Par Fabien Abitbol 

Dans un passé récent, imaginez une seconde que Philippe Couillard n’ait pas pu être premier ministre du Québec et Justin Trudeau, premier ministre du Canada uniquement à cause de leur ascendance… Ça vous semble farfelu ? C’est pourtant ce que les moins de 54 % des Gabonais·e·s qui ont voté le samedi 16 novembre ont décidé à plus de 91 %. 

On savait cette année 2024 très dense en élections. Rien que l’Inde, l’Europe et les États-Unis, ça représente déjà du monde. Mais il y a eu des surprises (des bonnes, et des moins bonnes en matière d’avortement aux États-Unis). 

La surprise du chef nous est venue en novembre du Gabon. Après plus de 41 ans de présidence de Omar Bongo, cette ancienne colonie française avait été présidée par Ali Bongo (fils du défunt) qui en était à presque 14 ans de présidence lorsqu’il s’est fait renverser par un coup d’État le 30 août 2023, quatre jours après les élections. 

Dorénavant, pour être candidat·e à l’élection présidentielle, il faudra : 

  • être né•e Gabonais•e d’au moins un parent gabonais•, lui-même né Gabonais•e (le « de souche » s’incruste) 
  • être marié•e à un•e Gabonais•e, d’au moins un parent gabonais né lui-même gabonais 
  • ne pas avoir d’autre nationalité depuis au moins trois ans (au Québec une telle clause aurait éliminé Philippe Couillard : il était Français) 
  • avoir résidé au Gabon au moins les trois années précédant l’élection, sans discontinuer 
  • avoir entre 35 et 70 ans 
  • être marié à un Gabonais de sexe opposé (exclusion des homosexuels) 
  • jouir de ses droits civiques (c’est la moindre des choses) 
  • être en bonne santé physique et mentale (alors qu’un autre article de la constitution dit que les personnes handicapées ont les mêmes droits que les autres). 

Le mandat présidentiel reste fixé à sept ans, mais il devient impossible de faire plus de deux mandats. 

L’épouse et les enfants du président ne peuvent pas se présenter.

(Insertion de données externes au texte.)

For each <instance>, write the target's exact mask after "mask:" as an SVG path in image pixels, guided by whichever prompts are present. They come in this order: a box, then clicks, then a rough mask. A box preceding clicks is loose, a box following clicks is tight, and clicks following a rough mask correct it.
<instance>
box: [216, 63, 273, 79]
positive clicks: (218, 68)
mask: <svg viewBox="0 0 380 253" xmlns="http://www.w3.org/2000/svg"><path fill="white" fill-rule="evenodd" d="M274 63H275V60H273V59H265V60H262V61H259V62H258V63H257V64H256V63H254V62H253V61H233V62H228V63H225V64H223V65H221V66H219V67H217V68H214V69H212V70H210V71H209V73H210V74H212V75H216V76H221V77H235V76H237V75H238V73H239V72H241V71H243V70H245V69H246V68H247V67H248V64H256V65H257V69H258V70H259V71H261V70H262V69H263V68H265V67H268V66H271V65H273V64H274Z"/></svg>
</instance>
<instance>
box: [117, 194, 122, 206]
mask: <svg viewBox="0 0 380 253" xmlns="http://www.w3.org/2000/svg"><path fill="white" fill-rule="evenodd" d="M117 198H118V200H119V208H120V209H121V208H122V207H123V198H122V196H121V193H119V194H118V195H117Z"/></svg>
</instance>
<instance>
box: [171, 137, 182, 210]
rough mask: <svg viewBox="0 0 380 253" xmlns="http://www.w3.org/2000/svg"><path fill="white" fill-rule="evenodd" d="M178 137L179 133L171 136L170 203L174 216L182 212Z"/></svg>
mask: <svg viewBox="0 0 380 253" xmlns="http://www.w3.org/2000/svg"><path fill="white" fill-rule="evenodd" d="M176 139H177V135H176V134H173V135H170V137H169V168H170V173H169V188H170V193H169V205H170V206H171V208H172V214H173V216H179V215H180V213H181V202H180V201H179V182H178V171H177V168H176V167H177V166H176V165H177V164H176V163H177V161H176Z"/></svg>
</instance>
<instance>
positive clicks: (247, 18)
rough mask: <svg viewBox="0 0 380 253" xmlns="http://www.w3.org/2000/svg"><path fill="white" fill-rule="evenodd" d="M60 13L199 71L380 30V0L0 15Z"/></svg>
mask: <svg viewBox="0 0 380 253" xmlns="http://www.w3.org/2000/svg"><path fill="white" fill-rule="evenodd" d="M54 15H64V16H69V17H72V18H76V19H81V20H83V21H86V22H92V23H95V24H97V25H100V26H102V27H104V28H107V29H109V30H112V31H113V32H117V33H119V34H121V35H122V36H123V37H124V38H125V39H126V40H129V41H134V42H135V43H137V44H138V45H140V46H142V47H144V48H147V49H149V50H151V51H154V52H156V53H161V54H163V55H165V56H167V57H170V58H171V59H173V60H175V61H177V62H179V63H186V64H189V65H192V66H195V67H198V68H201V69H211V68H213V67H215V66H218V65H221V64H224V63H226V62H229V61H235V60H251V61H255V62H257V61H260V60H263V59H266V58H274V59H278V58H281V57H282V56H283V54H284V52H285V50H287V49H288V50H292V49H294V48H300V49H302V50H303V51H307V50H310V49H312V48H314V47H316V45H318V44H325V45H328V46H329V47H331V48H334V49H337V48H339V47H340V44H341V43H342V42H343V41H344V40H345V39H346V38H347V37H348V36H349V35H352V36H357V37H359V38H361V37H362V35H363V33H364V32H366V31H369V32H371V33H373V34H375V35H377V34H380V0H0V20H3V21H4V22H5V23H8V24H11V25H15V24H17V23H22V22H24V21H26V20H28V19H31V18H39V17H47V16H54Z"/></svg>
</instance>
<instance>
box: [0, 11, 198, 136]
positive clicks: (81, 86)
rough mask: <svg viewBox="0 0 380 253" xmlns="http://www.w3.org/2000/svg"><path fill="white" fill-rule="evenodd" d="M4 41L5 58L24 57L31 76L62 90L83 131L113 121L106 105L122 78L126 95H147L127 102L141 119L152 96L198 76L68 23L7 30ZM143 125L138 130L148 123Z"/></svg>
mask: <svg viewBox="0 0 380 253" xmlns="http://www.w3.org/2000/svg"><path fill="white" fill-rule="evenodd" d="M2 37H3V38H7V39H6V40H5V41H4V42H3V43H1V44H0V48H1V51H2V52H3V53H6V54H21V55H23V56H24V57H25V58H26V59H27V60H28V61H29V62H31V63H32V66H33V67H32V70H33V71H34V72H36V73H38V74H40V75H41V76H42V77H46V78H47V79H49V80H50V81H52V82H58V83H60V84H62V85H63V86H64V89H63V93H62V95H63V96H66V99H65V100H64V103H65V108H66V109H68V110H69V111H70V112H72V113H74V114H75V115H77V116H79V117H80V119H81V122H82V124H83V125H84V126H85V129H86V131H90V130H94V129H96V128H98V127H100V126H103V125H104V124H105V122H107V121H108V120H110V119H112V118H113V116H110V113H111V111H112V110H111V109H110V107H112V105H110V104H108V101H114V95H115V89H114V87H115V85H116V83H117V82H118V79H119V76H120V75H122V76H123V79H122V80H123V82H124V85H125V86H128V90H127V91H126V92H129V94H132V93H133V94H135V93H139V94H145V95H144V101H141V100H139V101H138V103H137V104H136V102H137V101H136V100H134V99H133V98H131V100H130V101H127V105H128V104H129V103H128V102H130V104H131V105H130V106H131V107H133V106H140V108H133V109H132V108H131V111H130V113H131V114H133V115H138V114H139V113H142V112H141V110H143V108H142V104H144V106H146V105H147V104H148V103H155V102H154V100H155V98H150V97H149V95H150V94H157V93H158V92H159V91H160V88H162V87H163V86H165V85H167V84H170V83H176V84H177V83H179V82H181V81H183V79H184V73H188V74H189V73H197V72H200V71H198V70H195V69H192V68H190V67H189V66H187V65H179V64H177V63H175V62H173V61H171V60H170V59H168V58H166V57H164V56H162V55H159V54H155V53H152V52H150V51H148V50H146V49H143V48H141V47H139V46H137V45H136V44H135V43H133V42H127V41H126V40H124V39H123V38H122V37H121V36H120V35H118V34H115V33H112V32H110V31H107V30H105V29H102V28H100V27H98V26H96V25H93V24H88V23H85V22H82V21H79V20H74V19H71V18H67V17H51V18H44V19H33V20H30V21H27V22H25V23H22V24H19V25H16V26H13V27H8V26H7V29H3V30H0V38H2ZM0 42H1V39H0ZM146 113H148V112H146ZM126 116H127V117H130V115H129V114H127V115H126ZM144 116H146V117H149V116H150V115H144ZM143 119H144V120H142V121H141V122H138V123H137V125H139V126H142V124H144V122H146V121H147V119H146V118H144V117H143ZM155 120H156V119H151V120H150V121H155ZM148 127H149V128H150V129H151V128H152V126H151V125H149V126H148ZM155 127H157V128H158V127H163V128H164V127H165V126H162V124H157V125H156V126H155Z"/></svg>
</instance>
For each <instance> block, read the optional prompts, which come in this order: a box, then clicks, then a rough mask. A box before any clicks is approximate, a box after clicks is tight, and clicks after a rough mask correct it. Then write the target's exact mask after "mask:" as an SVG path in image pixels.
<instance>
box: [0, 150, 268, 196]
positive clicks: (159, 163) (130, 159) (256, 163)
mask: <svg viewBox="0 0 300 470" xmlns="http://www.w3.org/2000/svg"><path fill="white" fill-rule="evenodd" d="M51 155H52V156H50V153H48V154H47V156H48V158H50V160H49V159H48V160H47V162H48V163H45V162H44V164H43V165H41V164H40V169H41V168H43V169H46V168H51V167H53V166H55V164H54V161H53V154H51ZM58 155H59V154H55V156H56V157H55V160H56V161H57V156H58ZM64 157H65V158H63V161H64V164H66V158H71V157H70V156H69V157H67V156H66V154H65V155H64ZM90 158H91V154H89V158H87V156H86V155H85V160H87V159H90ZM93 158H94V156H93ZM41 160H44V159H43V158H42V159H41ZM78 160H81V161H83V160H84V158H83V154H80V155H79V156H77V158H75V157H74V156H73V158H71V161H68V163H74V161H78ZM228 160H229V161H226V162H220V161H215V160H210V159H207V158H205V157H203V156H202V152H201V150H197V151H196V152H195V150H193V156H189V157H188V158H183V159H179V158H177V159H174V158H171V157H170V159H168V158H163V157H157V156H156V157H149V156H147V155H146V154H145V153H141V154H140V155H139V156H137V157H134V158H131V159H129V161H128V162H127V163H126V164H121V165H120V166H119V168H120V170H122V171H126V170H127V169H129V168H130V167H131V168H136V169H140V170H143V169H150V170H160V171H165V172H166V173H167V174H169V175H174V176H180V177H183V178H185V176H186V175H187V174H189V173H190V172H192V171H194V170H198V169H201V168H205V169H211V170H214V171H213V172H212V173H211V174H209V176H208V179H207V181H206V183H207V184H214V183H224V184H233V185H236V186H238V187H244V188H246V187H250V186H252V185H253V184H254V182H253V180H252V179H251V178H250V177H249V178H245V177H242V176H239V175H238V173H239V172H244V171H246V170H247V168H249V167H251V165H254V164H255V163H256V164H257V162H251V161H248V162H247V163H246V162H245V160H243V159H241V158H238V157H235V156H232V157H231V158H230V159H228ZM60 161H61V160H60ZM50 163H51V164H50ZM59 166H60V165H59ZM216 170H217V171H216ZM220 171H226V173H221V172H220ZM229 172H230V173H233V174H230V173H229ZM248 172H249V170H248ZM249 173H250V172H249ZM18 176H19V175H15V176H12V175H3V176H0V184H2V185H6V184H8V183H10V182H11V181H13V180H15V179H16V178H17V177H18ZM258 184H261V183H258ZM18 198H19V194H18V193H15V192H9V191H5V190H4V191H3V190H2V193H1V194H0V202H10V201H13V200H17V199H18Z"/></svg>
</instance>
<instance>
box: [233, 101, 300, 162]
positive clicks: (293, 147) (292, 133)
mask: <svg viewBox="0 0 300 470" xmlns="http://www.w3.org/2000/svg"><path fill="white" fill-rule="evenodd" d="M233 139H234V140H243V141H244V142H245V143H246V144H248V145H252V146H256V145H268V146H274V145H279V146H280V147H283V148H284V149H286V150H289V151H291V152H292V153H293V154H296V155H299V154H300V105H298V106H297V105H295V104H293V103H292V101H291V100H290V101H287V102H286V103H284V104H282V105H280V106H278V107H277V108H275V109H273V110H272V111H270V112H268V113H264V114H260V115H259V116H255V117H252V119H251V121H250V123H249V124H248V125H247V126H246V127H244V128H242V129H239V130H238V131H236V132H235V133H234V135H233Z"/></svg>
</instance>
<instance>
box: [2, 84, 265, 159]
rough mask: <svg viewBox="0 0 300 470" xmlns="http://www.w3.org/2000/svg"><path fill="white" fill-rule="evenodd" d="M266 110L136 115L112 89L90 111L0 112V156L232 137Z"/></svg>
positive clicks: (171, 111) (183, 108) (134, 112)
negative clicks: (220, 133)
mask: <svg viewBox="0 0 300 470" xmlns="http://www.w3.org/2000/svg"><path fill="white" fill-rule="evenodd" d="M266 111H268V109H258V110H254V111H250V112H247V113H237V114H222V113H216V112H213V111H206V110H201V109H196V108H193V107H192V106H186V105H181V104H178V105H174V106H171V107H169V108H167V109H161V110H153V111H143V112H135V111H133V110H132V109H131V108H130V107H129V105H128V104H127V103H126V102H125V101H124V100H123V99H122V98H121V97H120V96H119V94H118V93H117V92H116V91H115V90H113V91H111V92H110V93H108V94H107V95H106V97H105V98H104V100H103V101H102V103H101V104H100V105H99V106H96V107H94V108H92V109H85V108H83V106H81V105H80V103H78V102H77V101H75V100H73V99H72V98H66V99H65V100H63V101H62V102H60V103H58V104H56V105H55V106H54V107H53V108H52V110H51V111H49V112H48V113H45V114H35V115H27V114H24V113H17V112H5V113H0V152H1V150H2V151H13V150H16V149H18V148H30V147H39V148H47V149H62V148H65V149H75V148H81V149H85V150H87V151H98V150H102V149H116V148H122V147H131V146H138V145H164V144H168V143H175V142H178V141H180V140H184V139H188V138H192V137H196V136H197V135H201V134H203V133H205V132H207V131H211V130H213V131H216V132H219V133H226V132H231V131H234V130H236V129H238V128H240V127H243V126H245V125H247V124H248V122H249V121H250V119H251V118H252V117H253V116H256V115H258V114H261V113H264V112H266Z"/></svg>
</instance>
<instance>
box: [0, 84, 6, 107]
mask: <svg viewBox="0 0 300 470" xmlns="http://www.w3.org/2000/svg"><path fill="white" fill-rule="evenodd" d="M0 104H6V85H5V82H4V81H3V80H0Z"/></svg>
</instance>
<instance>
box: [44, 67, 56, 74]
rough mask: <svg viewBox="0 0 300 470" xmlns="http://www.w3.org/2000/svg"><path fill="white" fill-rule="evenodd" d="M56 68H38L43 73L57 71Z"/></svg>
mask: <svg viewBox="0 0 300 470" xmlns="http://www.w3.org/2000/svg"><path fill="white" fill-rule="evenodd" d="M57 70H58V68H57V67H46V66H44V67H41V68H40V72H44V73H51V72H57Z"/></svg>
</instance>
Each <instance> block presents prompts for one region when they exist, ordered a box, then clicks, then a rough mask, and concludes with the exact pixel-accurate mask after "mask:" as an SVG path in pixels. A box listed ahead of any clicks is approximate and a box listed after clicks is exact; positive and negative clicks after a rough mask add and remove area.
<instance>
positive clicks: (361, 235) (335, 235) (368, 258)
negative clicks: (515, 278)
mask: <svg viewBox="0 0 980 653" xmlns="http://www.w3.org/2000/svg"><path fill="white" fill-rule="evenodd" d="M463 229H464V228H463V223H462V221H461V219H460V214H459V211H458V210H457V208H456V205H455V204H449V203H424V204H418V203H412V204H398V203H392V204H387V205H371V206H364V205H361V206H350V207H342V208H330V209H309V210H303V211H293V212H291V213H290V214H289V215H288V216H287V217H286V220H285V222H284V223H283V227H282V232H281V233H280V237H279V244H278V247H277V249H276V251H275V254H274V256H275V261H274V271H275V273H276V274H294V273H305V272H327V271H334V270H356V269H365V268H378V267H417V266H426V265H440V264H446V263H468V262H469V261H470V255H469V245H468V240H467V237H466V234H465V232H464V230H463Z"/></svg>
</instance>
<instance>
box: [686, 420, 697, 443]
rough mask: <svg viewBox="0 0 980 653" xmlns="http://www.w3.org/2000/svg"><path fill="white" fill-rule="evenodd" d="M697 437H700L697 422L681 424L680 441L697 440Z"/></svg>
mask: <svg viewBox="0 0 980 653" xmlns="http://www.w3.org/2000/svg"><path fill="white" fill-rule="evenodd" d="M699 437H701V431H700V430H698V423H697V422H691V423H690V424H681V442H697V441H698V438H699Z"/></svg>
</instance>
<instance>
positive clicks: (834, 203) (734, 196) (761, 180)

Au Gabon, il y a eu la famille Bongo père et fils, et au Canada, la famille Trudeau père et fils. 

Seul le couple hétérosexuel est reconnu. Toutefois, certains textes méritent des éclaircissements, notamment par rapport à la famille hétéronormée. Il est impossible de dire avec certitude ce qu’il adviendra des personnes homosexuelles. Ali Bongo avait dépénalisé l’homosexualité, mais Affaires mondiales Canada prévient que cette pratique n’est pas socialement acceptable. 

Il n’y a plus de premier ministre, mais un vice-président du gouvernement. 

La nouvelle constitution maintient le français comme langue officielle, et Libreville comme capitale. 

Le service militaire est obligatoire. 

Dans les 173 articles de la nouvelle constitution, une série de droits et de devoirs sont reconnus aux citoyen·ne·s, certains devant être définis par la loi ordinaire. Par exemple, la nouvelle constitution consacre le droit à la propriété privée aux Gabonaises et Gabonais. Toutefois, elle ne précise rien pour les résident·e·s étranger·ère·s et les sociétés étrangères. On ne sait donc pas à l’heure actuelle si « Gabonais » se réfère à la citoyenneté à la résidence ou autre. À titre d’exemple, il est présentement interdit à certaines personnes non canadiennes d’acheter de l’immobilier au Canada.